# Term Frequency–Inverse Document Frequency

[Download relevant files here](https://melaniewalsh.org/TF-IDF.zip) or run `git pull` from command line in the "Intro-Cultural-Analytics-Notebooks" directory

In this lesson, we're going to learn about a text analysis method called **term frequency–inverse document frequency** (tf–idf). This method will help us identify the most unique words in a document from a given corpus. 

>term = word <br>
>document = text (or chunk of a text) <br>
>corpus = collection of texts <br>

# Why is tf–idf Useful?

tf–idf is a very useful and commonly used text analysis method. Why?

Let's say we wanted to find out the most interesting or meaningful words in each of the 14 short stories in *Lost in the City*, a short story collection by Edward P. Jones.

We could calculate the most *frequent* words in each story. But stop words like "the" or "and" would be the most frequent words for every single story. We could remove the stop words, but the most frequent words still wouldn't be very interesting. They would be the same or similar for every short story: "said," "man," "woman," "day."

Tf–idf can help remedy these problems. That's because tf–idf calculates a uniqueness score for every word based on how many times the word appears in an individual text **as well as** how many times that word appears *in all the other texts in the corpus*. By taking into consideration the entire short story collection, tf–idf helps to identify words that are unique to a given story (i.e., they don't appear very often in the other stories).

# The Basic Math

> `term_frequency * inverse_document_frequency`

There are more than a few ways to calculate tf–idf scores. Understanding the minute details of tf–idf math is not our primary goal, but it's helpful to understand what's happening in broad strokes.
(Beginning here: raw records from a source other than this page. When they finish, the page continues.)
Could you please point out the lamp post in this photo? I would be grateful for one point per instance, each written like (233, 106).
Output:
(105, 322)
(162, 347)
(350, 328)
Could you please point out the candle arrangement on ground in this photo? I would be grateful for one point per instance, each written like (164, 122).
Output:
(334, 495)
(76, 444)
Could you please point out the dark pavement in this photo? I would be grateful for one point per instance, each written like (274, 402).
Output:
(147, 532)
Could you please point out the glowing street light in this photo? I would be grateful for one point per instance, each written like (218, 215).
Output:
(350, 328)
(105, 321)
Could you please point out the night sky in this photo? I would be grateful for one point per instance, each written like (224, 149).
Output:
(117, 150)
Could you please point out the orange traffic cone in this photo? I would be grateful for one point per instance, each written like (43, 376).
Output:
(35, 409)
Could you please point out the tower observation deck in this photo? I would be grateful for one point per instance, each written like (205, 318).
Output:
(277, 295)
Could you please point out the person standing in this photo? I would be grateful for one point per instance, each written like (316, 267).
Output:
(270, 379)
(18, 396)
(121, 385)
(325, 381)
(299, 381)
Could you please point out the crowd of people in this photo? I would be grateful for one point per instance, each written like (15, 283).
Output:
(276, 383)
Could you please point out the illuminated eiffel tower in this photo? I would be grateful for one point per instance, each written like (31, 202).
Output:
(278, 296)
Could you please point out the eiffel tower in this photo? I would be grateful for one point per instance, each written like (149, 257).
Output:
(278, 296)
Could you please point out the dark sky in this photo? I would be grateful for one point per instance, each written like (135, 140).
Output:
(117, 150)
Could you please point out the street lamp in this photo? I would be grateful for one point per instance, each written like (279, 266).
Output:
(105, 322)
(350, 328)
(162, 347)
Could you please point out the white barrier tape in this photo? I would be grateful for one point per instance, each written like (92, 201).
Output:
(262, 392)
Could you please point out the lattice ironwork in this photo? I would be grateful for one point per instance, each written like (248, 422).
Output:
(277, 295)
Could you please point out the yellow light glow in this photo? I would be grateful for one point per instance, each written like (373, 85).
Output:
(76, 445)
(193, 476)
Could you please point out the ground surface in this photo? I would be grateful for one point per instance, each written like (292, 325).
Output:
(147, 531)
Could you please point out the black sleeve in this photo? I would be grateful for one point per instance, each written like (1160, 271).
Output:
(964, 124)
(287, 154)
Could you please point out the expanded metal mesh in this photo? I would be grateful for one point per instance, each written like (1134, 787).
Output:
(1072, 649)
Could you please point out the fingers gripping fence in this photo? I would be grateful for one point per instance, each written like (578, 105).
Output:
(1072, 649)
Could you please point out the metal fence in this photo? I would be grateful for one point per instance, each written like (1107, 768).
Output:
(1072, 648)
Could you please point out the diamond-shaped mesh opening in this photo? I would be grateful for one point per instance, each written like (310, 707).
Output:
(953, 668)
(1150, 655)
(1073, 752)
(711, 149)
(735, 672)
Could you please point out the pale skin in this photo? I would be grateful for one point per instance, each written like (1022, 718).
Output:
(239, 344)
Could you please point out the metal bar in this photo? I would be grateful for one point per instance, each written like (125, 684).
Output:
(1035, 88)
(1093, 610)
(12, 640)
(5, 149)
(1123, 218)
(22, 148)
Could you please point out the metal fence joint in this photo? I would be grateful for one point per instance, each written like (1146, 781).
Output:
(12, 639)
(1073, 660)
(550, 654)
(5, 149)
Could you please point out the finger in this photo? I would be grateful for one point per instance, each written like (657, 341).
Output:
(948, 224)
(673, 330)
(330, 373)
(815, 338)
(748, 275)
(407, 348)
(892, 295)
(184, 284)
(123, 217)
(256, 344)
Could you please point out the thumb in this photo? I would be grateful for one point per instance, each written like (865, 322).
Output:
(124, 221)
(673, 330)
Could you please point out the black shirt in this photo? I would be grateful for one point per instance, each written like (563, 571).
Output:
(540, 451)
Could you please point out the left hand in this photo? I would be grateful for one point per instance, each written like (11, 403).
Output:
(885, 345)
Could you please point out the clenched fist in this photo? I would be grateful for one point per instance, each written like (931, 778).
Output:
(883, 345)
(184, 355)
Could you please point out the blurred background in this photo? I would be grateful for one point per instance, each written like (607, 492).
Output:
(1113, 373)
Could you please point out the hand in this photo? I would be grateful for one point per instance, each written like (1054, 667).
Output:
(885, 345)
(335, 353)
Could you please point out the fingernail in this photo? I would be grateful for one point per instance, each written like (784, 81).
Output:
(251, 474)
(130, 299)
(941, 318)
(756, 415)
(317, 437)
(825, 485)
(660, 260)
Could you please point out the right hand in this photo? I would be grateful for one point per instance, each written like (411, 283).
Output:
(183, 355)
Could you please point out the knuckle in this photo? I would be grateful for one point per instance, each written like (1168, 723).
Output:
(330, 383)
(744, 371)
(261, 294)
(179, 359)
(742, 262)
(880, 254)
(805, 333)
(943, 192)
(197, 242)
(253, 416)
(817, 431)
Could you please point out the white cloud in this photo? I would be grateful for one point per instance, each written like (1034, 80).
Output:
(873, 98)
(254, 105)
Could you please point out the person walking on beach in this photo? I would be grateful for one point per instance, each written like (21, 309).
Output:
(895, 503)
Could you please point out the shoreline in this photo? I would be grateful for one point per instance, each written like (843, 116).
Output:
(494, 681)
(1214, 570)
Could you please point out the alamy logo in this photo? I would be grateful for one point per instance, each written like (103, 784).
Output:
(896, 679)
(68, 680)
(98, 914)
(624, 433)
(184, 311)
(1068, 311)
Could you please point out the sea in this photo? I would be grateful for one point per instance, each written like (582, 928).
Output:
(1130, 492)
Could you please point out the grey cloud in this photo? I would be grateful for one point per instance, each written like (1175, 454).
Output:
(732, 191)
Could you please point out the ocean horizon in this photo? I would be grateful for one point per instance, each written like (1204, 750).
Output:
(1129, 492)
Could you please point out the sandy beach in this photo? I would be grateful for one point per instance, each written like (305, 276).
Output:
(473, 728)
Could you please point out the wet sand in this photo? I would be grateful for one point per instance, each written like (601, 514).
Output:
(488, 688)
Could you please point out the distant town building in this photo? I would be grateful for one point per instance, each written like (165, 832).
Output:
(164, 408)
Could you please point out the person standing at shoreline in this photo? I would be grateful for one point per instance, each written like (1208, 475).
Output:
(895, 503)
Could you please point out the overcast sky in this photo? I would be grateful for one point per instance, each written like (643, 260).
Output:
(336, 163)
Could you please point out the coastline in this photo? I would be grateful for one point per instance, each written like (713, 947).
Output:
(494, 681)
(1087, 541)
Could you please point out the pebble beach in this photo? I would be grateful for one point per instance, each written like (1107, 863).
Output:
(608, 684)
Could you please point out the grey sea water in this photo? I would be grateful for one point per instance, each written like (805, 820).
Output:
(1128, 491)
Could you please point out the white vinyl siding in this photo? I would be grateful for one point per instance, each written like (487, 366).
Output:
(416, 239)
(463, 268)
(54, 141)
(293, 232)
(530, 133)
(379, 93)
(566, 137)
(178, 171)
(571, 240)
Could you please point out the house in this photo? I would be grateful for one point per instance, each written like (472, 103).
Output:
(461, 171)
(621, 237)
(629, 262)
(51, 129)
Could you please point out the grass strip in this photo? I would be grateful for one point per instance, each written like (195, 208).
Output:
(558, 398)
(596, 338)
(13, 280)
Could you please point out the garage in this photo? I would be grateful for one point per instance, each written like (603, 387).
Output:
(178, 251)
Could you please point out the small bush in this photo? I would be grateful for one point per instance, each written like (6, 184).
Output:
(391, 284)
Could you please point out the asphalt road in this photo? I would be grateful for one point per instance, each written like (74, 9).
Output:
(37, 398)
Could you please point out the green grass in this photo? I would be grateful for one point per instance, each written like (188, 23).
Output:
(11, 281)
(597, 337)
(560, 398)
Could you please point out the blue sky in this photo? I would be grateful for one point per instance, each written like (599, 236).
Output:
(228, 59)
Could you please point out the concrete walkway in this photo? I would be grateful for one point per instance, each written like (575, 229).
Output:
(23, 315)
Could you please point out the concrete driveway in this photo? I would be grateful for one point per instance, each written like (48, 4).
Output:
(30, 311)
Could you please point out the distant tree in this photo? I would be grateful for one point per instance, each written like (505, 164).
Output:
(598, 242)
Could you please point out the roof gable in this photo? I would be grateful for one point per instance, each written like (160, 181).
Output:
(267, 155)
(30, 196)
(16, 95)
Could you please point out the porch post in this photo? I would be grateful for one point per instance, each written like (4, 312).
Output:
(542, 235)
Let's walk through one possible tf–idf formula with one example.
 
## Breaking Down the Formula

For this version of the formula, `term_frequency` equals the number of times a word appears in one of *Lost in the City*'s short stories...

> `term_frequency = number of times a given word appears in story or text`

`inverse_document_frequency` equals the total number of short stories  divided by the number of short stories that contain the given word...

> `total_number_of_documents / number_of_documents_with_term`

...the result of which we're going to take the logarithm of and then add 1

> `inverse_document_frequency = log(total_number_of_documents / number_of_documents_with_term) + 1`

Do you see how if we flipped the fraction — making it `number_of_documents_with_term /  total_number_of_documents`— that would just be "document frequency"? By inverting this fraction, however, we get "inverse document frequency."

## The Formula in Action

**"said" vs "pigeons"**

Using this formula, we're going to calculate and compare the tf–idf scores for the word "said" and the word "pigeons" in "The Girl Who Raised Pigeons," the first short story in *Lost in the City*.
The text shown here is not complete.